Sunday, 9 June 2013

Talented Eggs and Lou Reed's Kidney

Two uncomfortable truths I’ve discovered this week: that Lou Reed is apparently one gnarly old arsehole and that you can never find a woman a strong arm and calm nerves when you need one.

Picking up the newspaper from virtual stoop this morning, I noticed that last night was the finale of ‘Britain’s Got Talent’. I’ve now done my background research on Youtube and watched the highlight of the evening as an imposter leapt to the front of the stage and pelted Simon Cowell with eggs. Unfortunately, the excitement of the moment seemed to have affected the poor girl’s aim. Months of throwing lead-filled coconuts clearly didn’t pay off as she repeatedly missed her target. However, as memorable moments go it was certainly one of the better things to come out of that buzzard of a show in a very long time.

It did get me thinking about Lou Reed. In an article this week, journalists reflected on the worst interviews they’ve ever conduction and Lou Reed, it seems, has something of a legendary reputation for being truculent, rude, and downright offensive to his interviewers. I’ve also read of instances when fans have approached him in coffee shops only to receive a snarl in exchange for their good wishes.

I’ve been a big Lou Reed fan for a very long time, though I’ve also had to dodge the odd egg he’s thrown my way. His recent album, ‘Lulu’, made with Metallica was brave, experimental, and unfortunately utterly unlistenable. In fact, in discovering his music, the only egg I’ve had to dodge that had a more stinking yolk was 1975’s double album (yes, double album) ‘Metal Machine Music’. I admit I’ve not heard the whole album but I defy anybody to get through the first part without needing to self-harm.



Now that Lou Reed has a new kidney, I sincerely hope it changes his attitude towards fans and journalists who have only ever wished him well. But if it doesn’t, then we’re hardly any worse off. Reed’s last truly great album was ‘Songs for Drella’ (1990) or ‘New York’ (1989) if we’re talking pure solo efforts. Since then, he’s spent twenty years exploring strange barren roads where his audiences have been reluctant to follow. I admire his dedication to his art even if I think there’s a sadistic streak to any artist who enjoys trying to out intellectualise (or out aestheticise) their listener.

Reed’s music has always trod a thin line between musicality and atonality. He found an absolute perfect place with ‘New York’, often boasting that nothing was better than guitar, bass, and drums, only to then head back off into the avant-garde. ‘The Raven’ even had a hurdy gurdy listed in the instrument, for Christsakes! Lou Reed acoustic would, of course, be the way to go. For a man so into Tai Chi, I would have thought he would understand the concept of minimalized effort for maximum result. Experimentation can be a kind of artistic impotence – indeed, it is often used when artists feel stuck and unproductive. I don’t personally hold the line that artists or their art must be difficult to be great but I do think that sometimes it helps fill in the gaps when the talent is lacking.
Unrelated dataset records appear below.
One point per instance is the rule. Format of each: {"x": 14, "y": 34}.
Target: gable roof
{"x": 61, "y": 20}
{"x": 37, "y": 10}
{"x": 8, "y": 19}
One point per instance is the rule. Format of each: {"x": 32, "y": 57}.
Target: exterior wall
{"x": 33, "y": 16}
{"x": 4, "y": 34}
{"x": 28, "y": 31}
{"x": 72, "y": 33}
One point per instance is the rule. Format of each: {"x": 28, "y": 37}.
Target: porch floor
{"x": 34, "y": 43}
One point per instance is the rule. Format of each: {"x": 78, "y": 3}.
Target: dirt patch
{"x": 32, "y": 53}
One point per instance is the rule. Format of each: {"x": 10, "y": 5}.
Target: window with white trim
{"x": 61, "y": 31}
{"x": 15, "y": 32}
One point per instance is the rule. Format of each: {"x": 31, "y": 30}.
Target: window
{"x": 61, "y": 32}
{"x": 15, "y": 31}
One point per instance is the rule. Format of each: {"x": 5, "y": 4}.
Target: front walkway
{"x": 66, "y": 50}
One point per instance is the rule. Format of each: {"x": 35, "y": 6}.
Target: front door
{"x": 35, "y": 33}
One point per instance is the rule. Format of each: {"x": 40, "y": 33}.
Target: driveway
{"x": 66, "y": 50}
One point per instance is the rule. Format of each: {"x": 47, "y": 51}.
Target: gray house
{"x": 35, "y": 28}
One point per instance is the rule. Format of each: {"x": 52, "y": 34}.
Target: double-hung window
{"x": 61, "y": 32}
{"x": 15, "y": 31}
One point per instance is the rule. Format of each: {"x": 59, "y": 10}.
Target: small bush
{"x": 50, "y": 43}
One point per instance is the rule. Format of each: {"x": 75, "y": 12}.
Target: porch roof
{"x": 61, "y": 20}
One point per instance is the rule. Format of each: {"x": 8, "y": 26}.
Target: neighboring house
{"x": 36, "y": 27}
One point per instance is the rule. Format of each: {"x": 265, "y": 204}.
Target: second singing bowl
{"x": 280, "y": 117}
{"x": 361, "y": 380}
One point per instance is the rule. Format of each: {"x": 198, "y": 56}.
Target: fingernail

It helps in the way that our friend the egg thrower showed that if you can’t sing, write, dance, or otherwise perform, then you can still be artistic if you are simply spontaneous, liberated from the rules of the form, and indistinguishable from a wild-eyed lunatic. [Since I wrote that line, I've discovered that the egg thrower is a BAFTA-nominated viola player, which makes her actions even more impressive since they express something about the frustrations of true musicians in an age dedicated to superficiality.] Had I been voting for ‘Britain’s Got Talent’, the egg thrower would have got my vote [This is doubly true give the new revelation]. There was something crass about what she did but at the same time she revealed a more important truth about life than any of the bland acts that made the final. The same is true about Lou Reed, even at his difficult moments. He lives it how he sees it. I understand the vision and I think I understand the man even if I don’t think I would want to meet him.